Sex and the SUNY: Better to have loved and lost

Love is a box full of nights beneath a solar eclipse, sunsets along a rocky beach and midnight sex inside a thin tent.
At least that’s what hides in my box right now.

It’s hard to open that box once the love stops entering it. Is it even love anymore? Opening that box to keep memories alive is way more difficult than opening it to add memories. It’s a pain college students have to struggle with.
I know I do.

Right now, love has only one face for me: a blue-eyed boy with dreamy, creamy skin and gold soft hair. I met him when I lived in California for a semester. And though I explicitly told myself I wouldn’t fall in love in California, love can’t be fought. It’ll happen anyway.

This guy was it. We read books together at the park, often stealing glances at each other that would end with a sweet kiss. I cooked him breakfast every morning I could. I don’t cook breakfast for myself most days.
But this guy was it.

At least for the moment.

Certainty doesn’t exist for most college students. In the midst of their feelings and love haze, they forget where they are in life. They forget about their dreams. And because that person becomes the dream, they expect they become the dream for that person, too.

At least I did.

I fell in love, man. Like I crashed into this crazy bright light of beauty and magic and wonder and disbelief. I couldn’t believe it. Most mornings, I woke up before he did and would gaze at his perfect face and ask myself, “How am I this lucky?”

But when it dawned on me that he was actually moving to the other side of the world to follow his dream, reality hit. Things got real then.

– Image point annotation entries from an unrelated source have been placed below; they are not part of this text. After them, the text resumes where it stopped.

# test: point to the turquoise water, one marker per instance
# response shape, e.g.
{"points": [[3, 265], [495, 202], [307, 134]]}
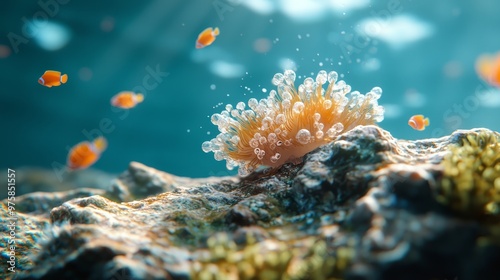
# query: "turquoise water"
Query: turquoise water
{"points": [[421, 53]]}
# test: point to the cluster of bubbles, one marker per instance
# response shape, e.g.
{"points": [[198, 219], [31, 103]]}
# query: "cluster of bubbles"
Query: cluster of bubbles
{"points": [[264, 124]]}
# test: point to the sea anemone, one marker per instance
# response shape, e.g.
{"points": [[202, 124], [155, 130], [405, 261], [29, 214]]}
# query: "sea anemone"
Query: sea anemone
{"points": [[290, 122]]}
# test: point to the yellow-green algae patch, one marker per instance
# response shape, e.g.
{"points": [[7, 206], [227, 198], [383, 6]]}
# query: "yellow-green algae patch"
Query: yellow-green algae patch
{"points": [[471, 182]]}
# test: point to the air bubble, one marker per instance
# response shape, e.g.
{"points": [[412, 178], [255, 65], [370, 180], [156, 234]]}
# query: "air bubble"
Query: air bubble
{"points": [[215, 119], [272, 138], [327, 104], [286, 104], [331, 132], [317, 117], [280, 119], [289, 77], [319, 134], [267, 122], [218, 155], [377, 91], [252, 103], [298, 107], [240, 106], [332, 77], [254, 143], [309, 83], [303, 136], [321, 78], [278, 79], [338, 127], [287, 95], [206, 146]]}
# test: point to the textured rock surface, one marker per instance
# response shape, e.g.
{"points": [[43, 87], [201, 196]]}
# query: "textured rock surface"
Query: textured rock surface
{"points": [[362, 207]]}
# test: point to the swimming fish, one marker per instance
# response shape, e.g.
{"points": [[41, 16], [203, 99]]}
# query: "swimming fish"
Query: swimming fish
{"points": [[52, 78], [126, 99], [488, 68], [86, 153], [418, 122], [206, 37]]}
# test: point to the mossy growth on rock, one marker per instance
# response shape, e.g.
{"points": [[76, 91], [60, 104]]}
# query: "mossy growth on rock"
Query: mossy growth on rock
{"points": [[307, 258], [471, 182]]}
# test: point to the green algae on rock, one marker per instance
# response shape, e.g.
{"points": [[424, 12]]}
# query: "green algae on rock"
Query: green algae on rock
{"points": [[361, 207], [471, 182]]}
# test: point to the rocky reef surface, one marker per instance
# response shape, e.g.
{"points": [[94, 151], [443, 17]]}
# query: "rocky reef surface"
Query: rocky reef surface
{"points": [[365, 206]]}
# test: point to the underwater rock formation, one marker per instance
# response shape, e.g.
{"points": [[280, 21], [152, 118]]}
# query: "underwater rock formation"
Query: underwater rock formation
{"points": [[365, 206]]}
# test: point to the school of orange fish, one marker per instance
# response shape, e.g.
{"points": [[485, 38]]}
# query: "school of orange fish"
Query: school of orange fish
{"points": [[86, 153]]}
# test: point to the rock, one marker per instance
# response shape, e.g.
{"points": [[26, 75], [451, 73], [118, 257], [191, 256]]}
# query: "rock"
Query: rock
{"points": [[366, 206]]}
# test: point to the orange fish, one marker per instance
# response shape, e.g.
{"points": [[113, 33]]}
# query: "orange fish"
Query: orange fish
{"points": [[418, 122], [126, 99], [52, 78], [86, 153], [488, 68], [206, 37]]}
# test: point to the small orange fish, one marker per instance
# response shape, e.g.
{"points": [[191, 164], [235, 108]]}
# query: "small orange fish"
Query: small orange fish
{"points": [[126, 99], [52, 78], [418, 122], [488, 68], [86, 153], [207, 37]]}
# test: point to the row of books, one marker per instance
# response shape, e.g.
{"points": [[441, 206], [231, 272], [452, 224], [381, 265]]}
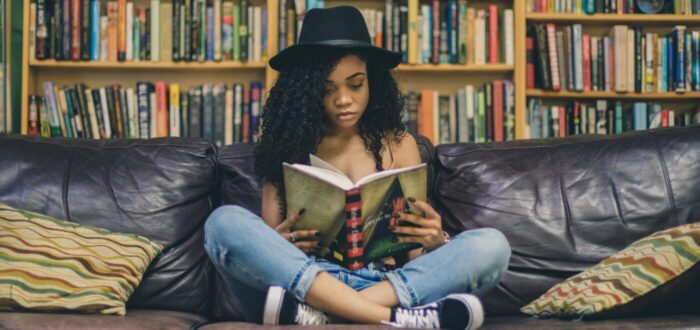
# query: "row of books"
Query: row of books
{"points": [[600, 117], [625, 60], [472, 114], [217, 112], [678, 7], [118, 30], [445, 31]]}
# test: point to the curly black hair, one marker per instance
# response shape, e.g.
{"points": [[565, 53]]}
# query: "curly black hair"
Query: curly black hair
{"points": [[293, 118]]}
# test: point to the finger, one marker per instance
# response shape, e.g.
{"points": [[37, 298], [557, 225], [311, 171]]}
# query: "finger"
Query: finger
{"points": [[413, 231], [421, 221], [414, 219], [411, 239], [310, 251], [306, 245], [290, 221], [428, 210], [308, 235]]}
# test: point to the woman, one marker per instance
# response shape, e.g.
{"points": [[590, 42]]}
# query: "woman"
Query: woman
{"points": [[335, 98]]}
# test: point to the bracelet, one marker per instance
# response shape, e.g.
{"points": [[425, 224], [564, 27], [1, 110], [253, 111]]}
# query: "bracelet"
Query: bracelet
{"points": [[447, 236], [447, 240]]}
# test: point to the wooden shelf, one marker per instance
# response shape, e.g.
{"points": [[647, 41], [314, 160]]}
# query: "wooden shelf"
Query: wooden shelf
{"points": [[614, 18], [144, 65], [455, 68], [671, 96]]}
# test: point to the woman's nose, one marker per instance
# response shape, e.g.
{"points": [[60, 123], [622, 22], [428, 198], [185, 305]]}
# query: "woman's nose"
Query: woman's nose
{"points": [[343, 98]]}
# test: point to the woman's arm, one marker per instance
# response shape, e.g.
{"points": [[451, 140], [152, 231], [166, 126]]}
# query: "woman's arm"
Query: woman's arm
{"points": [[429, 231], [270, 205], [305, 240], [407, 153]]}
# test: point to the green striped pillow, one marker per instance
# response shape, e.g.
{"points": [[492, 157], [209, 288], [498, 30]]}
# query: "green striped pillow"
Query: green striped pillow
{"points": [[650, 272], [52, 265]]}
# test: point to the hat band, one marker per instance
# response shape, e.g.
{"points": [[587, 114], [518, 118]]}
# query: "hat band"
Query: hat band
{"points": [[339, 42]]}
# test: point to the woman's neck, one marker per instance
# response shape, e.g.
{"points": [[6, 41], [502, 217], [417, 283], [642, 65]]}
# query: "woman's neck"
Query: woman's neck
{"points": [[345, 134]]}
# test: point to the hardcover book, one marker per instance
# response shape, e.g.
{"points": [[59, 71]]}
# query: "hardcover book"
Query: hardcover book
{"points": [[354, 219]]}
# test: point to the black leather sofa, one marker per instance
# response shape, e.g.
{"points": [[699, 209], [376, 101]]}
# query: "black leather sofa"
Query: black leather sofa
{"points": [[564, 205]]}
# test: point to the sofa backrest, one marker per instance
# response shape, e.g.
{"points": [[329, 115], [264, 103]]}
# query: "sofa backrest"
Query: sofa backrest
{"points": [[158, 188], [240, 186], [565, 204]]}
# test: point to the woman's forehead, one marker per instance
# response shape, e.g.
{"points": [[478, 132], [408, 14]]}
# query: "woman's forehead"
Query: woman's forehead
{"points": [[347, 68]]}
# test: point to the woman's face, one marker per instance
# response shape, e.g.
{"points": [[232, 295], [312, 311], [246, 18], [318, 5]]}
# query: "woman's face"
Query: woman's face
{"points": [[346, 93]]}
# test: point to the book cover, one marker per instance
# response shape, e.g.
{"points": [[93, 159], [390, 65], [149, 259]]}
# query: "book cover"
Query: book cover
{"points": [[355, 219]]}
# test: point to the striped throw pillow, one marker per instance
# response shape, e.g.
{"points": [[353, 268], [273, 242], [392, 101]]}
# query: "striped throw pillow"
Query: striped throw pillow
{"points": [[51, 265], [652, 270]]}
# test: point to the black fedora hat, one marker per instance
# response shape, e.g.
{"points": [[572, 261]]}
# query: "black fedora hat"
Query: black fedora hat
{"points": [[337, 27]]}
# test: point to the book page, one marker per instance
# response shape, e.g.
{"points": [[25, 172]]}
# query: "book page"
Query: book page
{"points": [[324, 203], [332, 177], [320, 163], [380, 199], [378, 175]]}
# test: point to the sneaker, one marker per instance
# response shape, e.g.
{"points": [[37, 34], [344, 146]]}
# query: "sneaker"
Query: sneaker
{"points": [[456, 311], [282, 308]]}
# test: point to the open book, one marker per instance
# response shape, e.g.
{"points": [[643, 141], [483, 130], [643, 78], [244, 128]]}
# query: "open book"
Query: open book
{"points": [[354, 219]]}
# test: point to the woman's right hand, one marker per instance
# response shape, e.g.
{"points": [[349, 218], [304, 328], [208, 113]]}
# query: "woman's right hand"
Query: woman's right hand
{"points": [[305, 240]]}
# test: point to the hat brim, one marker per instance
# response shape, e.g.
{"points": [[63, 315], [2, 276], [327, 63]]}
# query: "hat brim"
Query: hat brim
{"points": [[291, 55]]}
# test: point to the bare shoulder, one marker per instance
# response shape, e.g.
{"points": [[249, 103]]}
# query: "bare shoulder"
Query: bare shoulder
{"points": [[405, 150]]}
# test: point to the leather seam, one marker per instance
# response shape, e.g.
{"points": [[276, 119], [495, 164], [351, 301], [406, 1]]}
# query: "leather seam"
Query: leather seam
{"points": [[667, 182], [480, 147], [64, 190]]}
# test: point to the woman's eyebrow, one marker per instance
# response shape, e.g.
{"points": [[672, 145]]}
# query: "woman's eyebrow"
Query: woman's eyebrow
{"points": [[351, 76]]}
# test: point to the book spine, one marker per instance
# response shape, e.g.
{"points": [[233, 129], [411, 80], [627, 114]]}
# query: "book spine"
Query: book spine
{"points": [[85, 10], [162, 109], [195, 110], [143, 109], [106, 114], [64, 52], [175, 31], [243, 29], [121, 30], [219, 114], [174, 108], [155, 30], [354, 250], [95, 41], [493, 34], [129, 47], [75, 23], [97, 103]]}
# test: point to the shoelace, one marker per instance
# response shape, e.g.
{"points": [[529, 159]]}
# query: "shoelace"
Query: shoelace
{"points": [[307, 315], [423, 318]]}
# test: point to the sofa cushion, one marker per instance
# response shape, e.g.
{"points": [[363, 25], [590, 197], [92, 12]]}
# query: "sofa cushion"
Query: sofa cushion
{"points": [[47, 264], [668, 322], [159, 188], [240, 186], [566, 204], [650, 272], [134, 320]]}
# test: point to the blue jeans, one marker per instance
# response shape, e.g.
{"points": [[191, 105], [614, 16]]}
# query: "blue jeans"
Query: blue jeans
{"points": [[251, 256]]}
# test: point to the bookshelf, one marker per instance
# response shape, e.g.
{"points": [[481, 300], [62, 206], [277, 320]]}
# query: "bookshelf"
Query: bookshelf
{"points": [[445, 78]]}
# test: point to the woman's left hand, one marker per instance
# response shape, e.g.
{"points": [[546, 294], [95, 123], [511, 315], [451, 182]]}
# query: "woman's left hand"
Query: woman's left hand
{"points": [[429, 227]]}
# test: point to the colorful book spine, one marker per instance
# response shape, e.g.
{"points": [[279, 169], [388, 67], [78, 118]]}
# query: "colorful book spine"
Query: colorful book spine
{"points": [[354, 249]]}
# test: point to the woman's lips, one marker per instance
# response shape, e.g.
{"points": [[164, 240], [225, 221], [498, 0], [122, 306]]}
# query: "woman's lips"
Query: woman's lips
{"points": [[346, 116]]}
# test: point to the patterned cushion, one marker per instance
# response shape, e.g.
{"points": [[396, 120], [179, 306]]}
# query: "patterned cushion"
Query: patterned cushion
{"points": [[49, 265], [662, 264]]}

And while we tried to stay in contact, he found someone new. He had a new life to live. As he said, “You mean the world to me, but for now we’re worlds apart.”

And we were. We still are.

I’m only 21 years old. Most students aren’t older than 22. At this age of confusion and weirdness, only so much is in their control. Sometimes, love isn’t enough. But that doesn’t mean we let disappointment ruin us. So what if nothing is forever? So what if we fall in love only to fall apart afterward?

Most days, I feel scared to open my box of love. I try my hardest to ignore it and pretend it never existed.

But other days, I open that box. While it’s full of heartbreak, it’s also full of warmth. It’s full of love, love that gave sex meaning. Love that made my heart flutter, knowing I’d see that guy soon. Love that still gives me butterflies.

It’s hard for me to imagine feeling that way about anyone again, but it’ll happen. My box of love was once filled with different moments, moments shared with an old love.

It may seem impossible at the moment, but the box I’m afraid to open won’t need my opening eventually. Before I know it, someone else will come along and open it for me, creating new memories to help ease the pain of the old.

In the meantime, I remind myself that there’s beauty in the breakdown.